B. L’interprétation des indications

[72]     Les intimés soutiennent que la norme d’interprétation à appliquer aux indications de la nature qui nous occupe est le point de vue du [traduction] « citoyen ordinaire », possédant « un niveau moyen d’entendement, d’intelligence et de bon sens » : R. v. Kenitex Canada Ltd. et al. (1980), 51 C.P.R. (2d) 103 (C.c. Ont.), à la page 107. Je souscris à cette proposition.

[73]     Les intimés affirment ensuite que le Tribunal a commis deux erreurs de droit dans l’interprétation des indications. Premièrement, ils font valoir que le Tribunal a explicitement conclu que les intimés n’avaient pas fait de promesses précises; or, des indications vagues ne peuvent motiver une poursuite : Maritime Travel Inc. v. Go Travel Direct.Com Inc., 2008 NSSC 163, 265 N.S.R. (2d) 369, au paragraphe 37. Je rejette cette prétention. Il est vrai que le Tribunal a conclu que les intimés n’avaient pas garanti d’entretiens déterminés avec des personnes-ressources précises, mais il est tout aussi vrai qu’il a conclu que les intimés avaient bel et bien garanti des entretiens en général avec des personnes-ressources de haut niveau. Il importe peu que les intimés n’aient pas fourni de détails précis sur les personnes que leurs clients éventuels rencontreraient.

[74]     Deuxièmement, les intimés font valoir que la [traduction] « personne ordinaire » de la décision Kenitex aurait compris que le contenu de cette catégorie d’indications dépendait en partie de descriptions vagues [traduction] « d’événements futurs aléatoires », indépendants de leur volonté, et qu’il était sous-entendu dans ces indications que chaque personne-ressource ne serait pas mobilisée pour chaque client, et que le nombre des postes disponibles varierait d’une personne à l’autre et dans le temps. Cet argument ne me convainc guère. Il n’est pas évident que la personne ordinaire n’ajouterait pas foi aux indications malgré le caractère futur et aléatoire des événements envisagés. En fait, les indications qu’on donne à des clients éventuels concernent dans bien des cas des événements futurs aléatoires. La compagnie aérienne qui déclare dans sa publicité que tel avion arrivera à 11 heures alors qu’il atterrit régulièrement à 17 heures a presque certainement induit ses clients en erreur, même si d’autres facteurs (par exemple les conditions météorologiques ou l’encombrement aéroportuaire) retardent à l’occasion l’heure d’arrivée.
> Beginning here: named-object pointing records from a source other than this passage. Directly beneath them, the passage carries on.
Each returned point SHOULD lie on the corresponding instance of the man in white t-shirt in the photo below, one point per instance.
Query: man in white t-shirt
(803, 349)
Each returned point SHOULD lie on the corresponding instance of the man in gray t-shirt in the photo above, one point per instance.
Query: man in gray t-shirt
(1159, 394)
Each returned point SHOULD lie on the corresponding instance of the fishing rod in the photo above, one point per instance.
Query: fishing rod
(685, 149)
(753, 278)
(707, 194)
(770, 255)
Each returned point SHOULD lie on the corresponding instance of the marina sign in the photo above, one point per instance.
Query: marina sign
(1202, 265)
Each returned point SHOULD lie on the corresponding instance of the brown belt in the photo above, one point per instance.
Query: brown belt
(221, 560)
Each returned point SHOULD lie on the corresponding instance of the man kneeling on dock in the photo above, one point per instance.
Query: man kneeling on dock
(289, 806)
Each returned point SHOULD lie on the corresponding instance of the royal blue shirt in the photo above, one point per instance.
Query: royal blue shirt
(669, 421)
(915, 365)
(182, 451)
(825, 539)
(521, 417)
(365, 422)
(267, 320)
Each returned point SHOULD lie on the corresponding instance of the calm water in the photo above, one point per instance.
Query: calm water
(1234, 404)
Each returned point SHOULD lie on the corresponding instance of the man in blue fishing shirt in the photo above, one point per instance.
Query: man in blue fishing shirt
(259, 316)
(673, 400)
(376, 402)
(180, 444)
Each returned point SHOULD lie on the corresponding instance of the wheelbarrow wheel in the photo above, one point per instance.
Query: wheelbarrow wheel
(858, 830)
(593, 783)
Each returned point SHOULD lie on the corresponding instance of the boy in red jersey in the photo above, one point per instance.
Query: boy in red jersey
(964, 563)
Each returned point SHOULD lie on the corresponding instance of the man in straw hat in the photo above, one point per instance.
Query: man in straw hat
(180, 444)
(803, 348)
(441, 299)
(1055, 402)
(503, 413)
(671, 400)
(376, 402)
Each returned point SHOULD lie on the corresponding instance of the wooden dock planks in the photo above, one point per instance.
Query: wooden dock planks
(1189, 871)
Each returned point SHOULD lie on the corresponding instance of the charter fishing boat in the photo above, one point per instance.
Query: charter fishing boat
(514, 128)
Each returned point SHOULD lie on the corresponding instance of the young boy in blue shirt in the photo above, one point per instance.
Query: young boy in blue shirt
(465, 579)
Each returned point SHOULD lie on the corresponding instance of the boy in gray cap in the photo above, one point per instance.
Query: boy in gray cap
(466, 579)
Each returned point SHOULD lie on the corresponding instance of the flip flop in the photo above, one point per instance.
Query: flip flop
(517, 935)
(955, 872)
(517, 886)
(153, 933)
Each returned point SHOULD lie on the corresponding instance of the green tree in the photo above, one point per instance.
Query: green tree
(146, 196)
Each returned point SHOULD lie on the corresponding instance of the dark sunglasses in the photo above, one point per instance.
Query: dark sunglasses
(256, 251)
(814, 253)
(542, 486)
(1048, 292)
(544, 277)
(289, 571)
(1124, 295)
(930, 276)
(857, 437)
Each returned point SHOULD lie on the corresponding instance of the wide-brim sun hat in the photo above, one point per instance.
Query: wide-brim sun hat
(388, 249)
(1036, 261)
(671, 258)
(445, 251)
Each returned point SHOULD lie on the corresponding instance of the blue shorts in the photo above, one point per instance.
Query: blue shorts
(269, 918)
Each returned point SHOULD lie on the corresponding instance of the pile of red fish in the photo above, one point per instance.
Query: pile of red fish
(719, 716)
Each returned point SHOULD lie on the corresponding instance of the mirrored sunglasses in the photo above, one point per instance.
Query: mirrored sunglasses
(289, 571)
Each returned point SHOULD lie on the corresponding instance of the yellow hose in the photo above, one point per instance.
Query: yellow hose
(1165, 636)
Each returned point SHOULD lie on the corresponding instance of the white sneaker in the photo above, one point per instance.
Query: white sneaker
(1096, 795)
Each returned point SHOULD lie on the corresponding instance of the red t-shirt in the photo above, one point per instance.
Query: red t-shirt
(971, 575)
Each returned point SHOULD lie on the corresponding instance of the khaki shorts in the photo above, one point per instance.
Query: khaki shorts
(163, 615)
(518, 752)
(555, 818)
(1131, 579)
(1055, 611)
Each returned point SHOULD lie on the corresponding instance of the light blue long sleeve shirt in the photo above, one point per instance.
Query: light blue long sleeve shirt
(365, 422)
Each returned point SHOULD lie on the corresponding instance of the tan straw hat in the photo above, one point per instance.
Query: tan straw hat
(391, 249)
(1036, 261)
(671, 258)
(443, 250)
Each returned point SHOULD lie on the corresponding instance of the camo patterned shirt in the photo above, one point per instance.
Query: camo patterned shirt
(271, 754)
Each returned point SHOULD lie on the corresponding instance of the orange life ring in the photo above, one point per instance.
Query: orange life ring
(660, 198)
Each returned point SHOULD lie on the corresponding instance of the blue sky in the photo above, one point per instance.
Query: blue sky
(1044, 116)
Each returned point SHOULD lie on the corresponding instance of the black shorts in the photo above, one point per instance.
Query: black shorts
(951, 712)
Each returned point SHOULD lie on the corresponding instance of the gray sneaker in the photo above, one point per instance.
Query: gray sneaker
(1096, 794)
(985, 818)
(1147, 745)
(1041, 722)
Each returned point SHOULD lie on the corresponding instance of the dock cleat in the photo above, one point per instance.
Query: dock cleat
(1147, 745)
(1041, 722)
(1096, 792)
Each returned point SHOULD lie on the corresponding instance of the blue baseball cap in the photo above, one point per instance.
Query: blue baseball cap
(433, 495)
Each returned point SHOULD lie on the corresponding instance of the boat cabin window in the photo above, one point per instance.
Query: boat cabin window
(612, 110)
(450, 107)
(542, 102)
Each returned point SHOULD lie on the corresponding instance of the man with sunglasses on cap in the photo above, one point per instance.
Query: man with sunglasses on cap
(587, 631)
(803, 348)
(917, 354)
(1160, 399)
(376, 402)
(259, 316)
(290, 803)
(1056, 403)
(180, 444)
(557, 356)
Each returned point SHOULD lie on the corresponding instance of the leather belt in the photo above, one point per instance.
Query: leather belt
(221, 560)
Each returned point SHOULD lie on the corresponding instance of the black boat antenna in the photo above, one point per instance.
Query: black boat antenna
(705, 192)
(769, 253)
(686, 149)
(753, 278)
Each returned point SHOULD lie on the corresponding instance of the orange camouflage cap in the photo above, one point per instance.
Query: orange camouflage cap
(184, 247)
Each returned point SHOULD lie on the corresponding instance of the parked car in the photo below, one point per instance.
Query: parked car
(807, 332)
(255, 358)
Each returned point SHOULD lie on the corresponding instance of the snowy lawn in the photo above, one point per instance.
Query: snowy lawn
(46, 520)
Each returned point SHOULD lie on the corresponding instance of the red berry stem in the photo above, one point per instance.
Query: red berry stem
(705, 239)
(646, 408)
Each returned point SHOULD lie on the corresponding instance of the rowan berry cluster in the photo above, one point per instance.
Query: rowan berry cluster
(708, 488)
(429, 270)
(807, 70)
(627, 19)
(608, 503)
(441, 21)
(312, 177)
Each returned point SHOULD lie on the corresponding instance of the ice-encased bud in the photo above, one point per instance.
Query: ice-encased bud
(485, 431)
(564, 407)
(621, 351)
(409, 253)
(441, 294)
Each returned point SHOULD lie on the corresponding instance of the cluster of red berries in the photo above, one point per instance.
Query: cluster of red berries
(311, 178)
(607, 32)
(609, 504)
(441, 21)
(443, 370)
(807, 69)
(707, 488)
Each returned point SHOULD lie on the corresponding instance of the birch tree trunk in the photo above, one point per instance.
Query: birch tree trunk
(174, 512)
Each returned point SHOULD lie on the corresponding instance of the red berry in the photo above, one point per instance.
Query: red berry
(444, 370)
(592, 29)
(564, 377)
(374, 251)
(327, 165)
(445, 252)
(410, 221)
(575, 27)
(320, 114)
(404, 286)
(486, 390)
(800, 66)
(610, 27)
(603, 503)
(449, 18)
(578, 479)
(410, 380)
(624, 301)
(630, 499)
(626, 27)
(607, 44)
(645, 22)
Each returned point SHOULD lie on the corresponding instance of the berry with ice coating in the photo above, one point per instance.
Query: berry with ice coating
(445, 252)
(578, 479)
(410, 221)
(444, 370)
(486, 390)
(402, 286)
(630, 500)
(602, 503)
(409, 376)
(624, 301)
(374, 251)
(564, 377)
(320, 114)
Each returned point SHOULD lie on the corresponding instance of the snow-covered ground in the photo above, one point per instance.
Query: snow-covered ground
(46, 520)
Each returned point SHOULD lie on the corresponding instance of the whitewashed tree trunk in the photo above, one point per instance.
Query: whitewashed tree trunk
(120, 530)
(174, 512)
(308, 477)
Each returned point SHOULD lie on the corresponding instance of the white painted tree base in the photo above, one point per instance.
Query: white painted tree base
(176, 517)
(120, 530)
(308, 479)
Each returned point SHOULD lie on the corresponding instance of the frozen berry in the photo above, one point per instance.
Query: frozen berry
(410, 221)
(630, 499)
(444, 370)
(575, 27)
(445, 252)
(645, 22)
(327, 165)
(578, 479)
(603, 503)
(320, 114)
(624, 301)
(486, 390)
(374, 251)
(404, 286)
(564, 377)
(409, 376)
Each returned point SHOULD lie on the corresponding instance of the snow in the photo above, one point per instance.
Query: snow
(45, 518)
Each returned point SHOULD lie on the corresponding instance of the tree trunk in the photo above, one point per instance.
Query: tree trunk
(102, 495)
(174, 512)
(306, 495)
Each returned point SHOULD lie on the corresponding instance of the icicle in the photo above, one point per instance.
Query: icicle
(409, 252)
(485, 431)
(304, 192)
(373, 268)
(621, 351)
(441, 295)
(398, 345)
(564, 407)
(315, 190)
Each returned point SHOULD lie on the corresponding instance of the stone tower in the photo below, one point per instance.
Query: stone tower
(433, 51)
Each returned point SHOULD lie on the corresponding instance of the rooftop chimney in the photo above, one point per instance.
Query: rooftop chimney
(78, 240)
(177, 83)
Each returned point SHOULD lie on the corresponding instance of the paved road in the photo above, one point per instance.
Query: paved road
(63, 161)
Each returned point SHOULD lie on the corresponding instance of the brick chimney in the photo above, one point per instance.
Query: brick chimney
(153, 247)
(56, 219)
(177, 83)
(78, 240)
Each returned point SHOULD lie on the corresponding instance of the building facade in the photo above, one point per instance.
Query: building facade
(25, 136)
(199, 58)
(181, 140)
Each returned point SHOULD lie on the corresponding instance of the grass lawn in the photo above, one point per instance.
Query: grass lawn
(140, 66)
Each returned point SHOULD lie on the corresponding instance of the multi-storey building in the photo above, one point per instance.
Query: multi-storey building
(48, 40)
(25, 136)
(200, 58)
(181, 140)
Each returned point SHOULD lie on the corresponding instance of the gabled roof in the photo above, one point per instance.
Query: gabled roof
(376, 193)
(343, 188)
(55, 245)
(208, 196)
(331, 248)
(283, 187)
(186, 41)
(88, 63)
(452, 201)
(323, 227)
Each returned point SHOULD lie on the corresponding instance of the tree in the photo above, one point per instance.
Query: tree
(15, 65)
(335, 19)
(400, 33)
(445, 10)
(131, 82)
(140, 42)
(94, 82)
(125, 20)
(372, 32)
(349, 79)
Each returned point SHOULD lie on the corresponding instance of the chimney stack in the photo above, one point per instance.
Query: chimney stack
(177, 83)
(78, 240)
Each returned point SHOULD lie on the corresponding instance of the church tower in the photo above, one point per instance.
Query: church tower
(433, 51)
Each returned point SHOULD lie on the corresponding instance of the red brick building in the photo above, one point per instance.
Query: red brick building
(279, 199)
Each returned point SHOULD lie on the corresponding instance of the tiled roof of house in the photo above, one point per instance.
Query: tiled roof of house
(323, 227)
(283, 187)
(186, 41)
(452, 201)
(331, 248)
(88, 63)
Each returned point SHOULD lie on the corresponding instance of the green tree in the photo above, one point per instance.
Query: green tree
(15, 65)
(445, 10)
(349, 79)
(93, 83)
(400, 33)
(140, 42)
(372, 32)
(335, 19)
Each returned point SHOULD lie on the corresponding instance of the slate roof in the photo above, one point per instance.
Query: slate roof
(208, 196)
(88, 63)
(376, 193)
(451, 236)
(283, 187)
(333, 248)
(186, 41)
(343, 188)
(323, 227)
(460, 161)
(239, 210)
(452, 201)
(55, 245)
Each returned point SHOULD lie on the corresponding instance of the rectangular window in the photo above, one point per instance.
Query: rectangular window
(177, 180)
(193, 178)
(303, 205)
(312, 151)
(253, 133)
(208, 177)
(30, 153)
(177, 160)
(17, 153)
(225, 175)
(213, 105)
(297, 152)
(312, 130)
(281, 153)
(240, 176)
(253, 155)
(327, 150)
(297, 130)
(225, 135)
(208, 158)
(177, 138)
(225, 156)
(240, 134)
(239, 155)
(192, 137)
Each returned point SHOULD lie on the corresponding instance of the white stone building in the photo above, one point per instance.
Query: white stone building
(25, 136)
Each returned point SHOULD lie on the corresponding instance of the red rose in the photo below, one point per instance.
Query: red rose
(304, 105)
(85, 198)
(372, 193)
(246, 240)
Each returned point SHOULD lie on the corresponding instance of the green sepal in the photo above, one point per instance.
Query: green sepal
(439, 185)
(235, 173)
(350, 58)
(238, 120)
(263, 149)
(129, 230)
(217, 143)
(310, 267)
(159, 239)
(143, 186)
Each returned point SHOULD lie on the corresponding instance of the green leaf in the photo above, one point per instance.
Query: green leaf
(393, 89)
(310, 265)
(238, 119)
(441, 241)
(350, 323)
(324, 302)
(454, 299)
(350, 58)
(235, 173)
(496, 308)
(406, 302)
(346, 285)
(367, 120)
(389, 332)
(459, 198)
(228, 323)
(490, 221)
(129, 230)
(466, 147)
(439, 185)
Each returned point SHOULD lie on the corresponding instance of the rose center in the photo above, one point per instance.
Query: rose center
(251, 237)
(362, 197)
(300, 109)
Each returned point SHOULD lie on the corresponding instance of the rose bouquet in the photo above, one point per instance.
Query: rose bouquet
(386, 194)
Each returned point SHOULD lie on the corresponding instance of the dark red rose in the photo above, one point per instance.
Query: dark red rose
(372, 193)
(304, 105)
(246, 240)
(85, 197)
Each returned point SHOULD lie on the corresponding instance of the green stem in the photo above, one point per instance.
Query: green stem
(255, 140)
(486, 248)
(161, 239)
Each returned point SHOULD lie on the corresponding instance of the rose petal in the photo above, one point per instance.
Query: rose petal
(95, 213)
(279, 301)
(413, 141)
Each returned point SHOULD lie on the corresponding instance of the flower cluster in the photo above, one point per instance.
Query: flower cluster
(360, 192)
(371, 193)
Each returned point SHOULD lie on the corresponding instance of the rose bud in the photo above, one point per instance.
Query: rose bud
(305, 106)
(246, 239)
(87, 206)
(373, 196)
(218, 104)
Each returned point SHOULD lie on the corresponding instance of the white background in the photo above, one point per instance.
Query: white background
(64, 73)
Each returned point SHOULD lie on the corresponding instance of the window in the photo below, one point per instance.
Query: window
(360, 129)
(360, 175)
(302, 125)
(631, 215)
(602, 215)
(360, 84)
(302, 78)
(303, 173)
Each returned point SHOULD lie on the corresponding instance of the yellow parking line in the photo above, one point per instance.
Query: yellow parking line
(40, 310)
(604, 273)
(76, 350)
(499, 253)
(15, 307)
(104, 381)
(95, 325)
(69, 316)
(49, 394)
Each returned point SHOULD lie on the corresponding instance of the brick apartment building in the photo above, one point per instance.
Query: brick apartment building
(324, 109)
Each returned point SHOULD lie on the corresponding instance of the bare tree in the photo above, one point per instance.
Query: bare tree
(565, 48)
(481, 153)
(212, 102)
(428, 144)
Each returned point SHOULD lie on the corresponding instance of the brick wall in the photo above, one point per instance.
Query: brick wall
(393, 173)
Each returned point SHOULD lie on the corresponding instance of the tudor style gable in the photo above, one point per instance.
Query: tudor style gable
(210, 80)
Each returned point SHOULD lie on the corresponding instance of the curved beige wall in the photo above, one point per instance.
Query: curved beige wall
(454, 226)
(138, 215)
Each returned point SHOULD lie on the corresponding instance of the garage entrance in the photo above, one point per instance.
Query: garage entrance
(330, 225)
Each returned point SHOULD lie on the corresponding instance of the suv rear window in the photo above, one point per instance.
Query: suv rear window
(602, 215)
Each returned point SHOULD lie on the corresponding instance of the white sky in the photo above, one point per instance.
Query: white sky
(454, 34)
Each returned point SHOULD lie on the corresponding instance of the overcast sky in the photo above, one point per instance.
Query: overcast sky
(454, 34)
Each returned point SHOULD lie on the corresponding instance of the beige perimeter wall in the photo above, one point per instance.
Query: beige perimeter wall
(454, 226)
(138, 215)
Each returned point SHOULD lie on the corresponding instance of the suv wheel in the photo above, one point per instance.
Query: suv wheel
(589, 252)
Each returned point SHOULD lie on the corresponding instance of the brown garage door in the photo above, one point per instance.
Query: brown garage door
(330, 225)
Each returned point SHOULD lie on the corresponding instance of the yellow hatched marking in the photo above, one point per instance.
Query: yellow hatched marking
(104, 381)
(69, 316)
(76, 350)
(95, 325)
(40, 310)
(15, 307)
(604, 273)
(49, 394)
De même, l’entreprise de téléphonie cellulaire qui dit à ses clients éventuels qu’elle offre une qualité de réception sans égale, alors que la réception est presque toujours mauvaise, les a probablement aussi induits en erreur, même si d’autres facteurs, tels que les interférences dues aux fils électriques ou aux immeubles élevés, peuvent également faire obstacle à la réception.

[75]     En conséquence, je conclus que le Tribunal a donné une interprétation juste des indications en cause.

C. Les indications étaient-elles trompeuses?

[76]     Les intimés soutiennent que le Tribunal a commis une erreur en concluant que les indications sur les personnes-ressources étaient trompeuses et invoquent deux moyens à l’appui de cette prétention. Premièrement, ils font valoir que le Tribunal n’a pas formulé de conclusion de fait sur l’étendue de leur réseau de personnes-ressources. Deuxièmement, ils affirment que la personne raisonnable aurait compris qu’il était sous-entendu que ce n’étaient pas toutes les indications de cette nature données par PCMG qui s’appliqueraient au cas de chaque client, que l’existence des postes et la possibilité d’entretiens d’embauche dépendaient de facteurs indépendants de la volonté des intimés et que, en tout temps, il pourrait arriver qu’il n’y ait aucun poste disponible pour tel client.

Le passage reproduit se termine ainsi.